Better than expected based on past experience:

  • Shellac — I saw them at Touch & Go 25th Anniversary festival, and was bored. This set was nothing like that. No noodling or wanking around this time, just solid, skronky rock.

Wished I'd seen more of:

  • ...Trail of Dead, Dinosaur Jr. — The ten minutes each I saw of these performances made me wish that I had gotten there earlier.

As good as expected but not transcendent:

  • Built To Spill - "Perfect From Now On" — this album is just too huge, to legendary, too much in my top-five-of-all-time. There's no way it could have lived up to what I wanted it to be. It's not Doug Martsch's fault – he put on an expert rendition of it (and even seemed like he might have been enjoying himself for a split second) – it's my fault. It's such a wistful, nostalgic album that there's no way I could've forced myself to be in the right frame of mind to appreciate the performance for what it was.
  • Tortoise - "Millions Now Living Will Never Die" — Looking back, I can't believe that they started an entire sub-genre of indie music. I think everyone just closed their eyes and wished they were Slint.

Couldn't have been happier to have skipped:

  • Yo La Tengo — Saw 'em earlier this year at McCarren Pool, and was bored then. I heard they were boring again.
  • Growing — I've seen 'em plenty over the years, and never taken to them.

Mild disappointment:

  • The inability to use the grill that we brought along. The room setup wasn't like I expected, and we would've had to tailgate in the parking lot.

Total, crushing disappointment:

  • Mercury Rev — What a load preening, adult contemporary pap. Never again.
  • The abysmal dj'ing in The Deep End bar — what the hell happened to the 2am post-show indie dance party? Who were these drunk, giggly assholes high-fiving each other and spinning atrocious electronic dance garbage?

Soul-destroying annoyance:

  • The incompetence on display at Wal Mart. It should not take an hour to buy five items.

Disappointed in myself for not being in the right frame of mind:

  • Harmonia — All reviews pointed to them being amazing. And in the five minutes I saw of them, I thought they were obviously great performers. I just wasn't in the mood. My bad.
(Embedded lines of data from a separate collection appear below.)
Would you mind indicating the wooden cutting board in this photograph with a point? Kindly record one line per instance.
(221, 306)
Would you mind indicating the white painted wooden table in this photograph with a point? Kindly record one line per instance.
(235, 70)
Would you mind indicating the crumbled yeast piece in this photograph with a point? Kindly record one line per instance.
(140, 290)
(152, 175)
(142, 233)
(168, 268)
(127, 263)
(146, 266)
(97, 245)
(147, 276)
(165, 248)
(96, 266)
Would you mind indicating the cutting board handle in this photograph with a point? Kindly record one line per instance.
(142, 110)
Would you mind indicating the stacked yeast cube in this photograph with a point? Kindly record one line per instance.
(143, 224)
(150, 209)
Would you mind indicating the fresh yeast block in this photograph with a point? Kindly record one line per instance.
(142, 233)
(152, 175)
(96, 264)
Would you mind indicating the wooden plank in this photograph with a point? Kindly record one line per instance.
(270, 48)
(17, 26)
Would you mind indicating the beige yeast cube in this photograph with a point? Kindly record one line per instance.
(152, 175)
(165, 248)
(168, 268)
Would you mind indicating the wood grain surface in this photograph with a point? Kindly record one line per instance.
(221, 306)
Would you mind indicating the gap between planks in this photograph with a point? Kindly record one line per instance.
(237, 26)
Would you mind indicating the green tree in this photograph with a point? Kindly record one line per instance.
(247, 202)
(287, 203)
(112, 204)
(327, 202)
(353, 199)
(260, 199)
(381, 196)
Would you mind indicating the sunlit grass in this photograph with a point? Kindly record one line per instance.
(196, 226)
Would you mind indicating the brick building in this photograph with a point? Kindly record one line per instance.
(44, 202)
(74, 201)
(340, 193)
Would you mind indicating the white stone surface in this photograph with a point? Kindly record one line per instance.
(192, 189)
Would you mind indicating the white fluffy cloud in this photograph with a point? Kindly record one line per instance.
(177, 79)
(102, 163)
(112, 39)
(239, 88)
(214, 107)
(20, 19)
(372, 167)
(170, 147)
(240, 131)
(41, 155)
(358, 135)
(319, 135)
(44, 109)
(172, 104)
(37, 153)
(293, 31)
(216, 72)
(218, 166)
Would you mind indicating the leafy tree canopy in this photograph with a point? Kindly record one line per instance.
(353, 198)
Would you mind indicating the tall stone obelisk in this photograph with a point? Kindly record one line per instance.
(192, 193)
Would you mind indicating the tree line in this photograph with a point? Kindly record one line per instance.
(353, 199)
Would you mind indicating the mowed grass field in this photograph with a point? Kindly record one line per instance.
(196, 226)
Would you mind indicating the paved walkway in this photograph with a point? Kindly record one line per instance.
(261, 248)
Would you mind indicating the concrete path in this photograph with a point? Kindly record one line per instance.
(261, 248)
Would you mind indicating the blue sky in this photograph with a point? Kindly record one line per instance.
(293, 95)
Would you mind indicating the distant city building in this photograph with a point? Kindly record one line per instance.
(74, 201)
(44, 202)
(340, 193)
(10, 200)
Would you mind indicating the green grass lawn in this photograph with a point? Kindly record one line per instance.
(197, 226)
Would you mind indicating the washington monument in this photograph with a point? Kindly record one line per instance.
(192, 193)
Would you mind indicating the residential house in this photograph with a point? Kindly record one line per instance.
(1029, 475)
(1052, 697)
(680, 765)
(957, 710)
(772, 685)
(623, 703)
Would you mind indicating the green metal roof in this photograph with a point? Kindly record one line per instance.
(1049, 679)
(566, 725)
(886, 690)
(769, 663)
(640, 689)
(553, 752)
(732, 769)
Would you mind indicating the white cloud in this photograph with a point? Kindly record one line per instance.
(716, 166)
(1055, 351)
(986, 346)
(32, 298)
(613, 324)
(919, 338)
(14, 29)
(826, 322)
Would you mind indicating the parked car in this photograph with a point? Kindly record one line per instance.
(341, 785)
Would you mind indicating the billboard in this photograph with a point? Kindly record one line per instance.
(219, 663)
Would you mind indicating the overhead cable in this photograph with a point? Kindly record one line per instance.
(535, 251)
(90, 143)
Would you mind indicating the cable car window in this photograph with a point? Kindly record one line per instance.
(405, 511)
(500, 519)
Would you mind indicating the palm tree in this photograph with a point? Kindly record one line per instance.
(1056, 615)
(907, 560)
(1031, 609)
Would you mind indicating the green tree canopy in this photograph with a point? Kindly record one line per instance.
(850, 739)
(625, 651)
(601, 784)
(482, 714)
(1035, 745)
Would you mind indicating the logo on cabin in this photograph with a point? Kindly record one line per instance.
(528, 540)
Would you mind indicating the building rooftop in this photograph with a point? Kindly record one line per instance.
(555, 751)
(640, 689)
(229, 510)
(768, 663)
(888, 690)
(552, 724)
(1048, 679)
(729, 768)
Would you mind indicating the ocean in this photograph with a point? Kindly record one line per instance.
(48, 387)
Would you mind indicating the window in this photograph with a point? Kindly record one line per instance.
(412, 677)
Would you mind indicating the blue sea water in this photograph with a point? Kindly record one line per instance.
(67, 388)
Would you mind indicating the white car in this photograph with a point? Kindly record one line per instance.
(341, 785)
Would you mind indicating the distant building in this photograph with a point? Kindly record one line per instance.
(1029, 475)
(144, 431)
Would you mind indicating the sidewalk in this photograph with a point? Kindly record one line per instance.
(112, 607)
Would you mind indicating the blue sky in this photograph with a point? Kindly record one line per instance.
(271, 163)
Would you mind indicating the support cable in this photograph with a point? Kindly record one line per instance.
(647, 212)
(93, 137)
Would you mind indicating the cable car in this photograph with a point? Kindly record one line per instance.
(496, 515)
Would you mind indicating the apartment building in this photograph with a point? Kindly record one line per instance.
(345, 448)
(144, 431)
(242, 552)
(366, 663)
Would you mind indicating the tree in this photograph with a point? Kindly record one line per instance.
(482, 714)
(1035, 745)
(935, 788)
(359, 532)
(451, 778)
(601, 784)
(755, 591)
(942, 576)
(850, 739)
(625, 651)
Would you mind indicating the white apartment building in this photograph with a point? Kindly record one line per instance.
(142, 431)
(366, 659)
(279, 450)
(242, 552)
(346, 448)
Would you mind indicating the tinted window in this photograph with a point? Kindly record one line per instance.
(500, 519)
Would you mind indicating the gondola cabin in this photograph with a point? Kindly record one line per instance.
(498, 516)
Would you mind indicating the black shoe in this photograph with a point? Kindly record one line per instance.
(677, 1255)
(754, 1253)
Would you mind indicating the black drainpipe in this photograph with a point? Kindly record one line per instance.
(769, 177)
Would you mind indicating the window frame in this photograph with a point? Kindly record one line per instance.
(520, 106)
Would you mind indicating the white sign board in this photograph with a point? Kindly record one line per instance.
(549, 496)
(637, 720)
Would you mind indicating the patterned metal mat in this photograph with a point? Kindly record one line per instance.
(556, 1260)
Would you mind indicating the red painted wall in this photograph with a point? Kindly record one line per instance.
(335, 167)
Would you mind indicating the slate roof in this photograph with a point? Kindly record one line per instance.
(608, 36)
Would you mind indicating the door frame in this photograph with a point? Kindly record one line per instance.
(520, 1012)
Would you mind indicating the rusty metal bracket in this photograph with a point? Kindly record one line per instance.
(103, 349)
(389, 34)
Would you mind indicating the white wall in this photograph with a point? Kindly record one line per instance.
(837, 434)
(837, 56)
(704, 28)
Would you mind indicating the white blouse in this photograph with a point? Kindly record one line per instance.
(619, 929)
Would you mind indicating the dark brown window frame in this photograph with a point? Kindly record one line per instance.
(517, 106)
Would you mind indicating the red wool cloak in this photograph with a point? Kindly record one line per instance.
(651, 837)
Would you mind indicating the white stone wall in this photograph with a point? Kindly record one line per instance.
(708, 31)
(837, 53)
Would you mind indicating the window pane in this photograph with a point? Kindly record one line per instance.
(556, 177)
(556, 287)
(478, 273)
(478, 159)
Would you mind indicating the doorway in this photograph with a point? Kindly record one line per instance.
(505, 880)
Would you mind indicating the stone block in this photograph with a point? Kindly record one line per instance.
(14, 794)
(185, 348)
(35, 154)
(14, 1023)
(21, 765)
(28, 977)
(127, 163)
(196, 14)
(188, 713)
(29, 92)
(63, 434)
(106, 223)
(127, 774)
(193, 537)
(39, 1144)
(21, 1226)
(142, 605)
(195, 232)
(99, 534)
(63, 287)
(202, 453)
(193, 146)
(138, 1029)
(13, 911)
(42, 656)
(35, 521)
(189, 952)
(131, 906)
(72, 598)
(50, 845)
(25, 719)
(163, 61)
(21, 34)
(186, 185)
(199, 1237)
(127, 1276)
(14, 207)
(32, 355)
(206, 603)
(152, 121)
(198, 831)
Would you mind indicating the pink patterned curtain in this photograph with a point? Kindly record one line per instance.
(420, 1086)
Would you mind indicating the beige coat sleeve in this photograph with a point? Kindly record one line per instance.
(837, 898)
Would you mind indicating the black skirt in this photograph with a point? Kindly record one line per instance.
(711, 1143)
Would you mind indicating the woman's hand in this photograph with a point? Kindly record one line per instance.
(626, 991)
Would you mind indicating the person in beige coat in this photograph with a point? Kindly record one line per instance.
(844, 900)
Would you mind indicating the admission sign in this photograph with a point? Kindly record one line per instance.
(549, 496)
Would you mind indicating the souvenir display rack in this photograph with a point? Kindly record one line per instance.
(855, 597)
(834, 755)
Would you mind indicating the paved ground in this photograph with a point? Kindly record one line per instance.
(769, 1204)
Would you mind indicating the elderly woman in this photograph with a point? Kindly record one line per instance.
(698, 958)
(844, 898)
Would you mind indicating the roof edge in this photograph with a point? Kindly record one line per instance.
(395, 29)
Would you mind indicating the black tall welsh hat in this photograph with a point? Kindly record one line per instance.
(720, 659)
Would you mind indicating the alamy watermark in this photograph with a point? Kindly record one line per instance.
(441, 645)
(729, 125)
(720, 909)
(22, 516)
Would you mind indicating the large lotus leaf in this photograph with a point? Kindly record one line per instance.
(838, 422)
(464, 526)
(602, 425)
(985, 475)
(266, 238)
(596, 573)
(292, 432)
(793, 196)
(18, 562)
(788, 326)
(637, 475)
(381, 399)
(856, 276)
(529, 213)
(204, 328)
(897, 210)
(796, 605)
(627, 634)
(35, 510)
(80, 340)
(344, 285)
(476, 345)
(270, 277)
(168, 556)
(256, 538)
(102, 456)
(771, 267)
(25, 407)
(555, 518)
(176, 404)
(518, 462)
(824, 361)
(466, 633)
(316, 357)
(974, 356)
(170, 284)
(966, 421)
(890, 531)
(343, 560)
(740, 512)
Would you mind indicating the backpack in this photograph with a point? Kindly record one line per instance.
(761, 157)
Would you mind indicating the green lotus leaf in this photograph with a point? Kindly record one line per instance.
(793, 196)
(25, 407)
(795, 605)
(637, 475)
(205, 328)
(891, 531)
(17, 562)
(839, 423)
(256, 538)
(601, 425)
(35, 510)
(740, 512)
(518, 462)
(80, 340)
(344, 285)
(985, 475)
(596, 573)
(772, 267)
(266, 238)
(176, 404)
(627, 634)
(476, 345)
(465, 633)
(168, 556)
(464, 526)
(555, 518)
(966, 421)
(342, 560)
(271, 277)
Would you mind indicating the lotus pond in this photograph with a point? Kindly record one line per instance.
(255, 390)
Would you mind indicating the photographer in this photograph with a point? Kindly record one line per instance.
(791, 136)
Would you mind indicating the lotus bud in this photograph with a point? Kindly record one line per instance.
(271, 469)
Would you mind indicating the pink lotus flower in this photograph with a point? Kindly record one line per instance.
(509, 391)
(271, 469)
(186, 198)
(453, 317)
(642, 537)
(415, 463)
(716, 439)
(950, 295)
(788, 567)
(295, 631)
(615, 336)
Strongest opposition to the prevailing opinion:

  • Les Savy Fav — I just don't like them. I don't care that the lead singer does the most outlandish shit, stripping and running through the audience, letting himself being carried on a ladder. To me that's all distractions from the fact that your music isn't so hot.

Biggest shock to the system:

  • Driving home after My Bloody valentine, crashing off of Jamesons & Rockstar Energy drink, bones and organs humming from the wall of sound, arriving at 5:15am and trying to fall asleep in my own bed.